Reviewer #1: Jarvis et al investigated the role of dopamine in the interplay between effort exertion and reinforcement learning. They used sulpiride to block dopaminergic signalling in a between-subject design where participants perform a probabilistic reinforcement learning task where they have to also exert the right amount of effort to obtain reward. Sulpiride impaired choice accuracy and win-stay behaviour. They fit a set of RL models and find that a model that incorporates effort exertion fits best in the placebo group (replicating their previous work), but that this is not the case for the sulpiride group. Further analysis indicates that D2 receptor blockade disrupts the relationship between motivation to exert effort and learning rate, leading to impaired performance in a reinforcement learning task.

Overall, I found the results the authors present interesting and reasonably compelling, though their conclusions are not very straightforward and therefore not the easiest to follow. In addition, there are several aspects of the reporting that are not very clear or are lacking, and including these would make the work a lot more compelling.

As the authors state, the participants in this study receive a high dose of sulpiride. Whilst this is commendable as it ensures the effects are post-synaptic, I was somewhat surprised there were no reports of side-effects at all. At this dosage, parkinsonian symptoms surely would be likely. Did the researchers only administer the BL-VAS, or did they also include ask questions more targeted to parkinsonian symptoms specifically? Relatedly, whilst the authors do not report any difference in drowsiness at any individual time point, they did find a change in trajectory which may be informative. Did the authors try explaining changes in task performance (accuracy and win-stay behaviour) with this subjective measure taken around the time point when the participants performed the task?

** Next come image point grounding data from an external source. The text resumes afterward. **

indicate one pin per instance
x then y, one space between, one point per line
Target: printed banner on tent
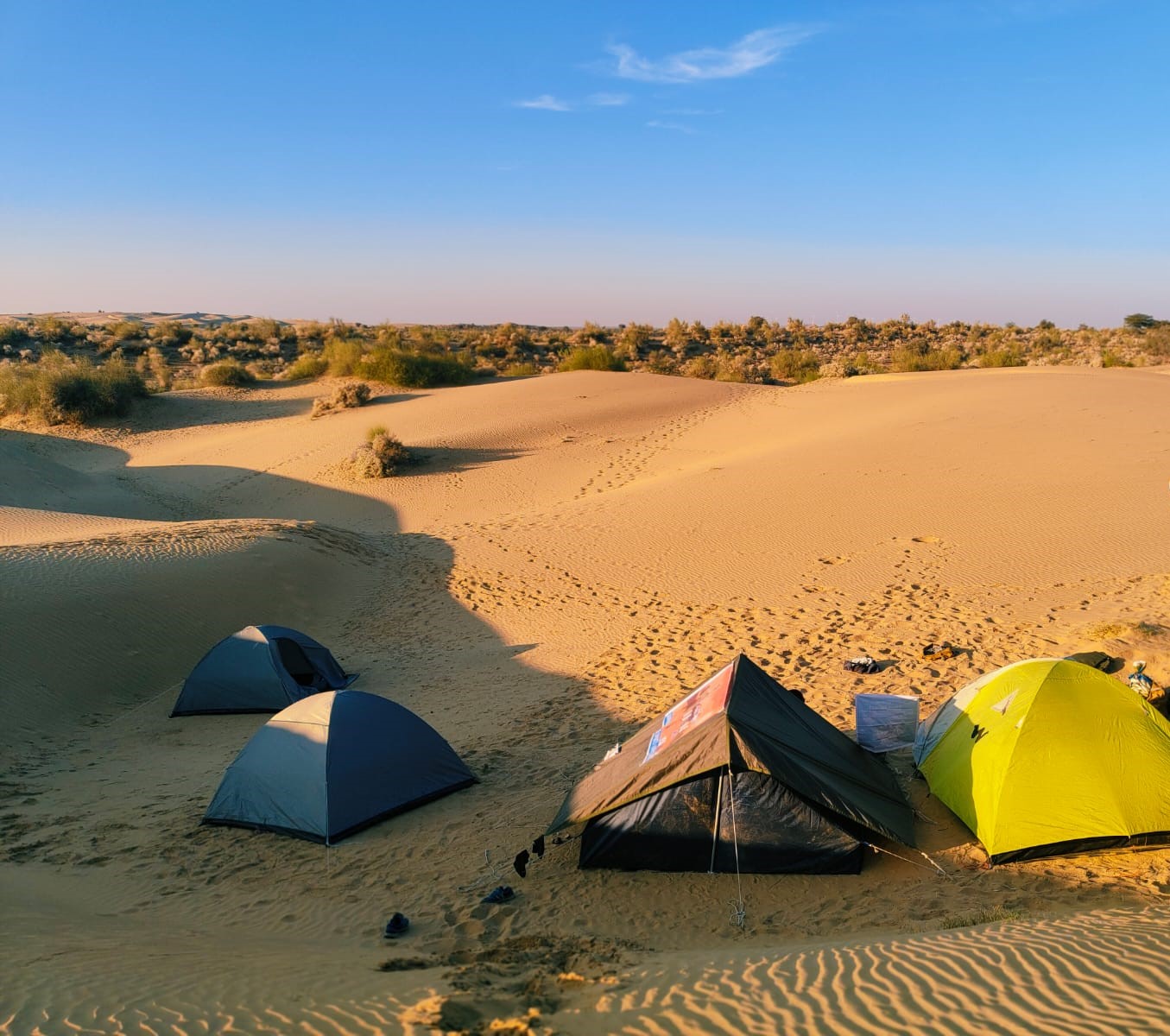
699 705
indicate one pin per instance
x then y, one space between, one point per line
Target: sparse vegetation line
145 353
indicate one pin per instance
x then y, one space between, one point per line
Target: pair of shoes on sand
395 926
863 664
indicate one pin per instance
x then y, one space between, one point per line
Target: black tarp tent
332 764
741 774
260 669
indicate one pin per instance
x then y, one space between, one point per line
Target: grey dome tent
260 669
738 775
332 764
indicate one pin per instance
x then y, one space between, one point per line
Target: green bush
58 389
798 365
14 336
345 396
343 356
393 366
307 365
919 356
227 373
592 358
1002 358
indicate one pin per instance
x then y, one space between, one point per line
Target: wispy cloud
752 52
546 102
678 128
609 99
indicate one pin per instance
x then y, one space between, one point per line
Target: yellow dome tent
1048 756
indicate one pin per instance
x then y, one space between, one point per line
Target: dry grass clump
227 373
59 389
307 365
345 396
984 916
592 358
382 456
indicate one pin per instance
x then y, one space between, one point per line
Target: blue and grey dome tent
260 669
332 764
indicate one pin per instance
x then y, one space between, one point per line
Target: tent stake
715 834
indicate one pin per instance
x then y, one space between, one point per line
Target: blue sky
560 161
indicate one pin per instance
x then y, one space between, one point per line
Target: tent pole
715 833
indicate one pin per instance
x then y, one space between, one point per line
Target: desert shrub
919 356
154 363
382 455
52 330
1009 357
343 356
592 358
58 389
307 365
661 362
14 336
798 365
395 366
701 366
227 373
345 396
1156 343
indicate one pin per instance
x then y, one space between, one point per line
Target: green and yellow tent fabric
1048 756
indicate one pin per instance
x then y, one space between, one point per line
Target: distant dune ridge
572 554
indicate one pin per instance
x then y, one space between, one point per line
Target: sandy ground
573 553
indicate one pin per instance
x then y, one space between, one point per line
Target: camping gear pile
332 761
1040 758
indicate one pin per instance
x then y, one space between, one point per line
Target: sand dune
573 554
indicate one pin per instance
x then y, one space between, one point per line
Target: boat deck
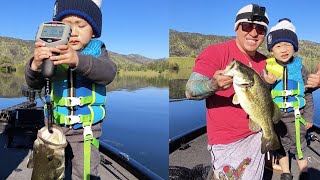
13 164
192 161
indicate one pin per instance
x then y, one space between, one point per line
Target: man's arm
200 87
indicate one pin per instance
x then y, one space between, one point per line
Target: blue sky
141 26
217 17
129 26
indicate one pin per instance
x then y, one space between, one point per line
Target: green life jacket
288 91
76 99
79 102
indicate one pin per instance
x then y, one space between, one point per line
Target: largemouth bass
48 157
255 98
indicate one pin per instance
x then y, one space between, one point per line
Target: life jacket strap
71 119
72 101
298 119
281 93
283 105
88 140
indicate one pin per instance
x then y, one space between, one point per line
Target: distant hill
186 44
18 52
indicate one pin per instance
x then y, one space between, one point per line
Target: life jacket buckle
288 104
287 92
297 113
72 119
73 101
87 131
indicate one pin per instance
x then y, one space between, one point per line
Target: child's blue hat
87 9
284 31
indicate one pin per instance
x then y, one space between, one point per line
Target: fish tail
270 144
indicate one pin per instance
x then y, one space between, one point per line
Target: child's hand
269 77
308 125
41 52
67 56
314 79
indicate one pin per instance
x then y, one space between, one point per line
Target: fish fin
253 126
30 160
276 113
235 99
268 145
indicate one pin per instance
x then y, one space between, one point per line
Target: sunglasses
248 27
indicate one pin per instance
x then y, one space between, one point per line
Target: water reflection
177 88
11 83
137 82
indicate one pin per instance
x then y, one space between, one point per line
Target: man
235 150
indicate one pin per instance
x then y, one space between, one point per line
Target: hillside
17 52
185 44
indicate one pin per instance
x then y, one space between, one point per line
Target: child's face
282 51
81 33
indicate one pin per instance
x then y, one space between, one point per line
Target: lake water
137 117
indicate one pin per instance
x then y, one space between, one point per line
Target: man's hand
40 53
308 125
314 79
67 56
220 81
269 77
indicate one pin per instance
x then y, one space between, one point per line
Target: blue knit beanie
87 9
284 31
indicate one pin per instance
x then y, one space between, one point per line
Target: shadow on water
11 158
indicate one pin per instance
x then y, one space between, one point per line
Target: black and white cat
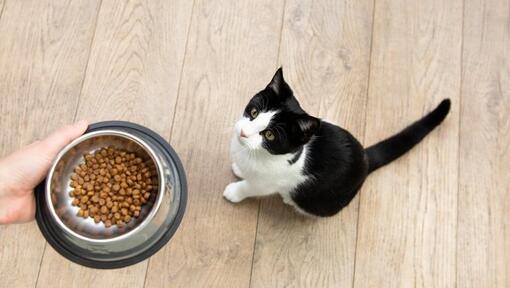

It is not very clear how the effectiveness of the blinding was assessed, currently just a single p-value is reported with no explanation of what was tested. It would be useful to include the blinding data in a table, and to include a standardised index like the Bang Blinding Index (Bang et al., 2004 *Control Clin Trials*). Were the researchers running the experiment also asked what condition the participant was assigned to, if so, report that data also?

The authors conclude that sulpiride did not affect motor performance as there was no group difference in mean effort generation. However, could it be that participants within the sulpiride group produced more variable effort?

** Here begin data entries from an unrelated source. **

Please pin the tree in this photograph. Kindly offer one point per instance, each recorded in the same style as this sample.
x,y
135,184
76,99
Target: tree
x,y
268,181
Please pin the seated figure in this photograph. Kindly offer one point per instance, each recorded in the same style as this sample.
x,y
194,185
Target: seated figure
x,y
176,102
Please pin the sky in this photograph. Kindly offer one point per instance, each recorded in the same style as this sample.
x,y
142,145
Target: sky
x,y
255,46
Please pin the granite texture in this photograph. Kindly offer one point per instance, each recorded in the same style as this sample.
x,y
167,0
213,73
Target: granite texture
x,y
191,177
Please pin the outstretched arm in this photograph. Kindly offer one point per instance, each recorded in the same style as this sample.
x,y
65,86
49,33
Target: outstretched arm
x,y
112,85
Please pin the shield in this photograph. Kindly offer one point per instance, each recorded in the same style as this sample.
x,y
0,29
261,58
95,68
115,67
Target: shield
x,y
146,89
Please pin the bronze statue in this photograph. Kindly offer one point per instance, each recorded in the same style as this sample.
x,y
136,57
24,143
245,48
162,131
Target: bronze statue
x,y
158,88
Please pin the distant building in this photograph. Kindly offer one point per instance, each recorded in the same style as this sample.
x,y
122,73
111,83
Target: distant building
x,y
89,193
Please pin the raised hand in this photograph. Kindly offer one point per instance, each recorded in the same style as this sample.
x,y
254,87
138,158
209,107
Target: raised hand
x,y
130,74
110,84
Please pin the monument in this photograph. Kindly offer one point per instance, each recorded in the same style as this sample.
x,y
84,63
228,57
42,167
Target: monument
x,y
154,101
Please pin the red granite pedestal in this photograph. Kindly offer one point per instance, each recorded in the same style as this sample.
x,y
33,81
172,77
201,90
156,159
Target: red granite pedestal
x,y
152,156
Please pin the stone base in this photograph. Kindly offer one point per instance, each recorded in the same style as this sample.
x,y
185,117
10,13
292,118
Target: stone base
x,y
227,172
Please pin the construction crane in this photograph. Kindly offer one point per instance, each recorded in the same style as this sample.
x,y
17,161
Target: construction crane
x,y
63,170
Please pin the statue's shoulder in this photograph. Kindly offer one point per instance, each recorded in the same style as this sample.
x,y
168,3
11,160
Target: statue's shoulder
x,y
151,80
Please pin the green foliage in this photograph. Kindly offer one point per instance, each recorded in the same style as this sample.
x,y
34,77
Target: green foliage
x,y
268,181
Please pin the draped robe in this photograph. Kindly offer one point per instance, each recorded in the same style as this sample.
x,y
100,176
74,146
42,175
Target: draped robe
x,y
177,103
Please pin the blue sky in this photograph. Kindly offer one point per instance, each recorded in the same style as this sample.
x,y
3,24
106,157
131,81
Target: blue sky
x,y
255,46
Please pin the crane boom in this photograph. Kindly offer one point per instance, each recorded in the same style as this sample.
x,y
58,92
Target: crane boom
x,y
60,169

I am having trouble parsing the statement that 'learning rates are sensitive to effort exertion'. Is this not just a feature of the task, i.e. you can only learn when you exert above threshold effort? It may be that I just didn't understand this, due to lack of understanding of the task.

Figure 3D-F: are the group differences across both effort conditions or is there an interaction? Could the bars be split per condition to make this more clear?

The authors show that M2 fits the sulpiride group data better than M3, which has a better fit in placebo. As the model fits were done on the two groups separately rather than including a factor that accounts for the treatment group, this makes me wonder whether there any difference in how well the models fit the data of the two groups, especially since the differences between model fits (how much better M2/3 do compared to M1) varies quite drastically between the two treatment groups. If I eyeball it from Figure 4C and F it looks to me like the absolute model fit for the placebo data looks a bit better.

Minor

The study was set up originally as a within-person experiment, but session 2 data was not further analysed due to order effects. I would still be interested to briefly hear how the authors interpret the session 1 vs session 2 effects of sulpiride, rather than just a description of the effects which is given at the moment. Somewhat related to the session effects, were there any differences between the two blocks in the first session, or an effect of trial number of effort exertion/reinforcement learning performance?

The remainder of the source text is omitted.